Vi è poi un altro aspetto da considerare, di un certo impatto sociale. Un periodo di ambientamento eccessivamente lungo (o comunque non tarato sulle effettive condizioni relazionali e psicologiche del bambino), crea non pochi problemi di carattere organizzativo alle famiglie che devono rimodulare i propri impegni di lavoro sulla base delle richieste della scuola. Sappiamo che il mercato del lavoro in Italia non è sempre così flessibilecome in altri Paesi e dunque i genitori sono costretti a non pochi funambolismi lavorativi per aderire alla proposta della scuola. E d’altro canto, non è disdicevole affermare che la scuola dell’infanzia e gli altri servizi educativi di cura e educazione per i bambini  del settore 0-6 anni favoriscono l’occupazione femminile e costituiscono un incentivo alla fecondità. Quando si fanno questi ragionamenti, alcuni insegnanti ribattono che “la scuola non è un parcheggio”, ma paradossalmente proprio la frequenza ridotta durante il periodo di ambientamento restituisce un’idea di parcheggio a ore.
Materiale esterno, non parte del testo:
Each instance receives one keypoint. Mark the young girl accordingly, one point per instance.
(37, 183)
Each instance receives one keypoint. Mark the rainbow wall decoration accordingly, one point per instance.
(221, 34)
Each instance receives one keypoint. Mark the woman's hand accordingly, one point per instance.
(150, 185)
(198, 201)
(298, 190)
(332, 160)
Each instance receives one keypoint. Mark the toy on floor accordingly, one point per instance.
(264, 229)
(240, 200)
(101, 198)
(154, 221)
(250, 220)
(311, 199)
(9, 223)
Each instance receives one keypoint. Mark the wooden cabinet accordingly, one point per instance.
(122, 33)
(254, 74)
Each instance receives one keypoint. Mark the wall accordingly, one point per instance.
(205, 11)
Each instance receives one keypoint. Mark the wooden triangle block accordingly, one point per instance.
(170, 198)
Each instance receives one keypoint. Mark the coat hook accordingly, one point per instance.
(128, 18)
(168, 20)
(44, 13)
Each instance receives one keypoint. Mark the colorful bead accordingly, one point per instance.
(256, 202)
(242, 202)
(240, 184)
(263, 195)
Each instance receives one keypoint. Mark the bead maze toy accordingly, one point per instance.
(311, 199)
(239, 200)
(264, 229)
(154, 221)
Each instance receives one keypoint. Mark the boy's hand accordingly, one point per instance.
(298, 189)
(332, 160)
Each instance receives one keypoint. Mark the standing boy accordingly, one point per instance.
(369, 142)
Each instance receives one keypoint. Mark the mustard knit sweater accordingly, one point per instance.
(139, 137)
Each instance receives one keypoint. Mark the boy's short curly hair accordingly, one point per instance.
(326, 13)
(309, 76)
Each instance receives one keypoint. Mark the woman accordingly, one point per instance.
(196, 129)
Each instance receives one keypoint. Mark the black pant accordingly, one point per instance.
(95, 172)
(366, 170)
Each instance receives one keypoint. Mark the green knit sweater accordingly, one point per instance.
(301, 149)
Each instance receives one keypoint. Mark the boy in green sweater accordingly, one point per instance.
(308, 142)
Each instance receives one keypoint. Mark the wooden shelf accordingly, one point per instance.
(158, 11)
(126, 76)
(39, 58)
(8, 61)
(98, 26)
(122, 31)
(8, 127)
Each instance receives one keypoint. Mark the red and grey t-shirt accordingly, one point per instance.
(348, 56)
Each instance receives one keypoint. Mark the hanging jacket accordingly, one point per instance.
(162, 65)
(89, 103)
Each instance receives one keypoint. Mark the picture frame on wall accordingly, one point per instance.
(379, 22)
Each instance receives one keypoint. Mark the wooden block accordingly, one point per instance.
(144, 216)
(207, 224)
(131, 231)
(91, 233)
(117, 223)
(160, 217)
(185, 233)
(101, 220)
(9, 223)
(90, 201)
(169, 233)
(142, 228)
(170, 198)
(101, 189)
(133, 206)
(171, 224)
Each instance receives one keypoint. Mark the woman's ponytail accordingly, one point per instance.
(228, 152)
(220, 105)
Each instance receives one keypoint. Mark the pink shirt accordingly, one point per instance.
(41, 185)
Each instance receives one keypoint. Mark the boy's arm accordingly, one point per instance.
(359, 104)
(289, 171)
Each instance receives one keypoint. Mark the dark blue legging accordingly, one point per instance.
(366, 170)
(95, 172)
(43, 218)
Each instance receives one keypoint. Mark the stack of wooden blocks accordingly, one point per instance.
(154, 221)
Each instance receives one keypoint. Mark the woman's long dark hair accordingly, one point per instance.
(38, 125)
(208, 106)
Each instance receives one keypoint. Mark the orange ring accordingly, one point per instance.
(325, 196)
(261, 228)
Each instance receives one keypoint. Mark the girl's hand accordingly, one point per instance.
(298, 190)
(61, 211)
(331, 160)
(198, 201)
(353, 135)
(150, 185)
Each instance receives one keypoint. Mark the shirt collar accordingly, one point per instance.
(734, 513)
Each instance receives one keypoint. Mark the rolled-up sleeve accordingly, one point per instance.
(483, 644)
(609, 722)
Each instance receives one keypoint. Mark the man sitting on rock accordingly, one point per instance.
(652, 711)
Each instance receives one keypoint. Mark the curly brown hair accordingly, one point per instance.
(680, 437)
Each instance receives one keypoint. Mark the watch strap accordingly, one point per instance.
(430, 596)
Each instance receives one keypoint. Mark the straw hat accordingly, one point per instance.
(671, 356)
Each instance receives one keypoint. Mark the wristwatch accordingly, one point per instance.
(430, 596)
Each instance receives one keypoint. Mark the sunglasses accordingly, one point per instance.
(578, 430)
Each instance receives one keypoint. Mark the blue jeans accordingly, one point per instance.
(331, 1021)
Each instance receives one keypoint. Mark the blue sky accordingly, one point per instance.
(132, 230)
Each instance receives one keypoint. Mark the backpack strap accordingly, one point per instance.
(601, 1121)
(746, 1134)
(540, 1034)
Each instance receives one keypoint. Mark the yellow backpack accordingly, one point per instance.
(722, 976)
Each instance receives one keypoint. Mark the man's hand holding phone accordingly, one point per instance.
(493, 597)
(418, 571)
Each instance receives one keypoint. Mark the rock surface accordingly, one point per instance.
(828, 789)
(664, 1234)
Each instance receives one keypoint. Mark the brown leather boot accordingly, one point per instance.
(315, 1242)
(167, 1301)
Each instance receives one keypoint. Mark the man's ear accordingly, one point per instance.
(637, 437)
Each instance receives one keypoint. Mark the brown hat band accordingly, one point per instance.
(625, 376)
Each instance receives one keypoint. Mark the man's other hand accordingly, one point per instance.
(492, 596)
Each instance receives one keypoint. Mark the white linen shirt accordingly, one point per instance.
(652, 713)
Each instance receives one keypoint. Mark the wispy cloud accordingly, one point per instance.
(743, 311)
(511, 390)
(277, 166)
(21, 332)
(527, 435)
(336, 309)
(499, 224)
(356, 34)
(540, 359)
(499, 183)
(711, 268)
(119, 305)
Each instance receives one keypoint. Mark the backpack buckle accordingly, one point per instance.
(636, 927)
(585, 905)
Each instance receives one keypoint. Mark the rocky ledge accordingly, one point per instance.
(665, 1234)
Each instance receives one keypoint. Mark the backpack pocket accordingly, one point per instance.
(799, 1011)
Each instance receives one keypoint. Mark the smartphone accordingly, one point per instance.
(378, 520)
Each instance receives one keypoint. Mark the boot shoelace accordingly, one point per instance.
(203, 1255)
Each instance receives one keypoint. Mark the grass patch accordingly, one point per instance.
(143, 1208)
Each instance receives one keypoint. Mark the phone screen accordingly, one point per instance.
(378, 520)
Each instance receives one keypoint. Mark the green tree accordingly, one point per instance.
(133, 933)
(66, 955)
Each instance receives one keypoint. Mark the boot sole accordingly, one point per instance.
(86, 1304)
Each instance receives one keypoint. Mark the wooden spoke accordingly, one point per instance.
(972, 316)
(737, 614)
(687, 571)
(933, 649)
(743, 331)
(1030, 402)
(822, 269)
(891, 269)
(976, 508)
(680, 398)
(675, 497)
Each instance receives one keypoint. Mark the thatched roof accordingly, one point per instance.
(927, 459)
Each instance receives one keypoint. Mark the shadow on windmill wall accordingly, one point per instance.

Ancor più icasticamente si può quindi replicare che proprio per evitare il fantasma del parcheggio – così temutoda certi docenti – il bambino deve frequentare la scuola per l’intero orario previsto (40 o 50 ore settimanali, o 25 se la sezione funziona per la sola fascia antimeridiana, come da norma di legge). 

Una soluzione di buon senso (“Capacità naturale, istintiva, di giudicare rettamente, soprattutto in vista delle necessità pratiche”, Treccani on line) è quella di condividere/negoziare insieme ai genitori il periodo di ambientamento del bambino tenendo conto delle sue caratteristiche personali (in fondo i genitori hanno del bambino una conoscenza molto più approfondita di quella che hanno i docenti, visto che ancora non lo conoscono) e delle esigenze pratiche della famiglia, non trascurando comunque che una eventuale decisione dei genitori di far frequentare già da subito al bambino la scuola dell’infanzia per l’intero orario giornaliero non può essere contrastata (non c’è Ptofche tenga…), non contemplando la norma una frequenza ridotta se non per motivi eccezionali dettati da motivi di sicurezza o logistici. Ma qui si entra in un altro campo.